Ashland girls join BSA ranks
On Monday, eight Ashland girls were the first to cross an old, wooden bridge traversed by countless boys before them. The girls arrived on the other side as official Boy Scouts of America, recently rebranded as Scouts BSA.
Their steps were the first of many toward equity and inclusion for all genders in a 109-year-old male-only organization.
"The bridging ceremony" is a time-worn tradition for Cub Scouts — kindergarten through fifth grade — to enter the Boy Scouts. Boy Scouts of America decided to include girls beginning Feb. 1.
Troop 112 accepted its new boys first by painting their faces with symbolic colors, and wrapping red and blue bandannas around a green piece of paracord hanging from their belt loops.
As the girls crossed, it was clear it was a new adventure for everyone. They didn’t have a line of members ready to welcome them on the other side, and some weren’t dressed in uniforms yet, but they giggled and skipped across the bridge with giant, triumphant smiles.
In the same symbolic fashion, they were adorned with purple bandannas and red paracord. One girl clipped the paracord to a belt tied around her dress.
The sanctuary at First Baptist Church filled with the Troop 112 boys and the new Troop 211 girls and their families. Once the girls were sworn in, the room exploded in applause and shouts.
“We are on the upward trail. We are on the upward trail,” everyone in the room sang in unison.
Magnolia Schnobrich, 13, has been preparing to enter Scouts BSA for a while now.
“It feels real now,” Schnobrich said. “I’m really excited.”
Chyna Crossett, 13, said she has watched her brother participate in the Boy Scouts for many years and always wanted to be a part of it.
“I feel great because I used to help with my brother, but now I can do it too,” she said.
The two patrols for the girls are called “Sassy Squatches” and “Howlin’ Wolves” and are separated by age groups.

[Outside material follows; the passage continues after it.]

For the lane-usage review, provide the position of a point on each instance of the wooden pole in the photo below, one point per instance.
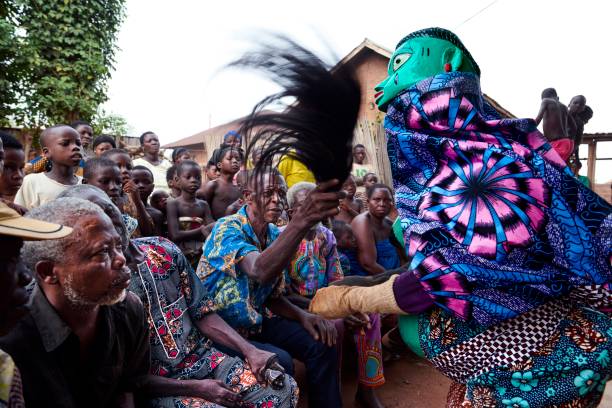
(591, 162)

Magnolia’s father, Ryan Schnobrich, is a third-generation Eagle Scout and performs as the troop committee chair. He approached the district with the request for an all-female troop as soon as he heard of the allowance last year.
“It’s so exciting that it’s real now,” he said.
Schnobrich said the troop met last week for the first time at their charter organization, the Ashland YMCA. He said the first few weeks will consist of learning about the uniforms, values, advancement and other basics, and they plan to pull out the cook sets and begin earning patches in about two weeks.
He said there are 14 girls registered for the troop.